# `nltk.FreqDist`: A class for frequency distributions

Learning goals:

- Understand how a well-defined data structure (data + methods) makes live easier
- Know the typical functionalities of frequency distributions
- Know how powerful abstractions (addition of frequency distributions) emerge naturally
- Understand how a hierarchy of classes helps to add functionality on top of each other


## Create a distribution object

Calling the constructor function `nltk.FreqDist()`.


In [None]:
import nltk

In [None]:
fdist = nltk.FreqDist("abrakadabr")
print(type(fdist))
fdist

## Add elements

incrementing


In [None]:
fdist["a"] += 1
fdist

## How many elements are there in total?

The method `N()`:


In [None]:
fdist.N()

What is the _absolute frequency_ of an element?


In [None]:
fdist["r"]

What is the _relative frequency_ of an element?


In [None]:
fdist.freq("r")

Which element(s) occurs most frequently?


In [None]:
fdist.max()

## Tabulate the frequencies in textual form


In [None]:
fdist.tabulate()

#### Only the most frequent 4 elements.


In [None]:
fdist.tabulate(4)

## Line plot of all or n first elements

Cumulative ...


In [None]:
%matplotlib inline
fdist.plot(cumulative=True)

Is this the best plot style for frequency distributions?

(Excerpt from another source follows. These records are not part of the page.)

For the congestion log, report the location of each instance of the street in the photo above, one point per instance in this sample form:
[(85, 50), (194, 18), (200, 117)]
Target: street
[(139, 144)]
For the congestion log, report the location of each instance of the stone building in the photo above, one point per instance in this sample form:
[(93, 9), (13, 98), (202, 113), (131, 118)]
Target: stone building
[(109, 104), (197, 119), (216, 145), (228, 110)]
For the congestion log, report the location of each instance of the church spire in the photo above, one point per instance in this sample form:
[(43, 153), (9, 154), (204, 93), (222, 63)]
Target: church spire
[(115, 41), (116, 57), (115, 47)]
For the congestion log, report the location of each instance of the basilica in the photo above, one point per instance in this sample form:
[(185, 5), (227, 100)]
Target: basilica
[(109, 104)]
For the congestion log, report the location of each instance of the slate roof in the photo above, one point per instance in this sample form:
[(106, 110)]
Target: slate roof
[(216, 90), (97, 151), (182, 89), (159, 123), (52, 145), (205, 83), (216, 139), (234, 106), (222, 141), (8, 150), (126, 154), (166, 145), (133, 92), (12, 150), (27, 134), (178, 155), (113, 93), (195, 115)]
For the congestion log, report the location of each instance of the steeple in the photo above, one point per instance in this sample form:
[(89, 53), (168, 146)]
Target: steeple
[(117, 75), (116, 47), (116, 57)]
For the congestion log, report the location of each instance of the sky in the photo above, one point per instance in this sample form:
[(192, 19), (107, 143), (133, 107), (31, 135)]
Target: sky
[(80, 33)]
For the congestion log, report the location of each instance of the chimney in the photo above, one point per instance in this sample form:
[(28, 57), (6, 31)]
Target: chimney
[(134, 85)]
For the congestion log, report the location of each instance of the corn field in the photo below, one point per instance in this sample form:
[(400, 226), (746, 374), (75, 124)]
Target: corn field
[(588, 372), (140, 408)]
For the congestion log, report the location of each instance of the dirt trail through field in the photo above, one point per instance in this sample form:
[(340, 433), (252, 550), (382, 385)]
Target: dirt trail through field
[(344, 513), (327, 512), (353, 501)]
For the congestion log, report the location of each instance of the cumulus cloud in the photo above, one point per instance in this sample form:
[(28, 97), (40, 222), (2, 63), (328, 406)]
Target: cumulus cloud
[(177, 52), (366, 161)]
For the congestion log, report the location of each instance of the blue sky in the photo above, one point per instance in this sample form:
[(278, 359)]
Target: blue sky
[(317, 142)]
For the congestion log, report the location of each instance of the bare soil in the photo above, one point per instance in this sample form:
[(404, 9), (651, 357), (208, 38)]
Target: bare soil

Probably not: https://matplotlib.org/stable/gallery/lines_bars_and_markers/categorical_variables.html


In [None]:
import matplotlib.pyplot as plt

plt.bar(fdist.keys(), fdist.values())

## Iterate through all elements


In [None]:
for item in fdist:
    print(item, fdist[item])

Sorted by frequency in descending order


In [None]:
for item, freq in fdist.most_common():
    print(item, freq)

In [None]:
for item in sorted(fdist, key=fdist.get, reverse=True):
    print(item, fdist[item])

## Adding distributions


In [None]:
fdist2 = nltk.FreqDist("Hokuspokus")
fdist + fdist2

FreqDist builds on the Python library class `collections.Counter`

Normally the functionality of this standard class is good enough for frequency distribution computations.


In [None]:
help(nltk.FreqDist)

Counter in turn is based on dictionaries


In [None]:
import collections

help(collections.Counter)

In [None]:
counter = collections.Counter("hokuspokus")

In [None]:
# The string representation even reminds us of dictionaries...
counter